Delgado fotografa sempre o seu trabalho documental a preto e branco. "Pode dizer-se que cresci a preto e branco", brinca. "Sou de uma família de fotojornalistas. Era costume ir com o meu pai para a sala escura revelar fotografias. Por isso, decidi seguir essa linguagem visual no meu trabalho documental. Permite-me, e ao espetador, concentrar-me no contorno e formas, em vez de me distrair com as cores."

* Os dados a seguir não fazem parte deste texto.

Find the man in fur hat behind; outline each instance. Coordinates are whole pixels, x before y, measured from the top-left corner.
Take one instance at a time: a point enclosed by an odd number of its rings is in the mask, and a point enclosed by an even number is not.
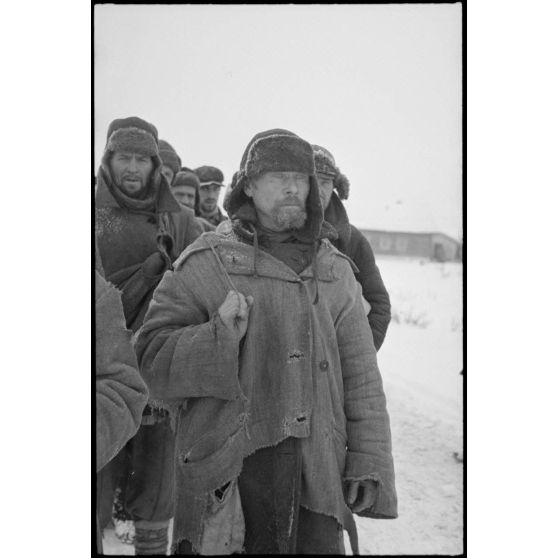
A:
[[[215,225],[200,216],[200,179],[194,171],[182,167],[174,177],[171,190],[180,205],[194,210],[203,232],[215,230]]]
[[[370,242],[349,223],[347,212],[341,202],[349,197],[347,177],[337,168],[333,155],[325,147],[313,145],[312,149],[324,218],[337,231],[338,236],[332,241],[333,245],[349,256],[358,268],[355,276],[362,286],[362,295],[369,305],[368,323],[372,329],[374,345],[379,351],[391,320],[389,294],[376,265]]]
[[[163,139],[159,140],[159,157],[161,157],[161,161],[163,161],[161,174],[167,179],[170,186],[180,171],[182,161],[174,147]]]
[[[194,169],[194,172],[200,179],[197,215],[203,217],[212,225],[217,226],[219,223],[227,220],[227,216],[223,214],[217,205],[221,188],[224,186],[225,177],[217,167],[210,167],[208,165],[198,167]]]
[[[327,240],[311,145],[257,134],[232,221],[154,293],[137,343],[178,419],[177,554],[339,554],[397,517],[391,433],[351,262]]]
[[[110,124],[97,175],[95,234],[105,276],[121,291],[126,327],[132,332],[141,326],[165,271],[202,233],[194,212],[172,196],[161,167],[155,126],[138,117]],[[123,475],[125,510],[135,520],[136,554],[165,554],[174,509],[174,434],[168,412],[157,402],[150,400],[143,415],[137,435],[100,477],[101,528]]]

Delgado afirma que a sua câmara Sony Alpha 1 foi crucial para captar esta fotografia. "Apesar da escuridão, defini a sensibilidade para ISO 1000, utilizando a abertura total de f/1.8 da lente", explica. "Precisava do máximo de luz possível para conservar a ação com uma velocidade do obturador rápida. A incrível taxa de atualização do visor eletrónico tem um bom desempenho mesmo com pouca luz, o que significa que consigo observar o movimento e compor as fotografias mesmo em contextos de escuridão. O que realmente ajudou foi a capacidade de focagem automática precisa da lente com tão pouca luz e, claro, a frequência de fotogramas." Delgado sugere que estes são os dois principais motivos por que utiliza a Alpha 1 diariamente no seu trabalho.

"A resolução também é incrível", Delgado continua. "Não foi por acaso que tirei esta fotografia com a lente de 14 mm. Nestas situações, só é possível prever parcialmente para onde se vão mover os acrobatas e fico muitas vezes limitado nas posições em que posso colocar-me. Então, é melhor utilizar uma lente ultra-ampla angular e apoiar-me na resolução de 50 megapíxeis do sensor para cortar e compor a imagem final com maior precisão."

Delgado normalmente fotografa com as lentes de 35 mm ou 50 mm mais tradicionais, mas afirma que a lente de 14 mm oferece algo diferente. "A lente de 14 mm é tão leve que se tornou numa das lentes que tenho sempre no bolso quando fotografo concertos ou eventos. A lente é muito retilínea. Nunca tenho problemas de distorção e a abertura de f/1.8 é tão ampla que me permite fazer o melhor trabalho em situações destas."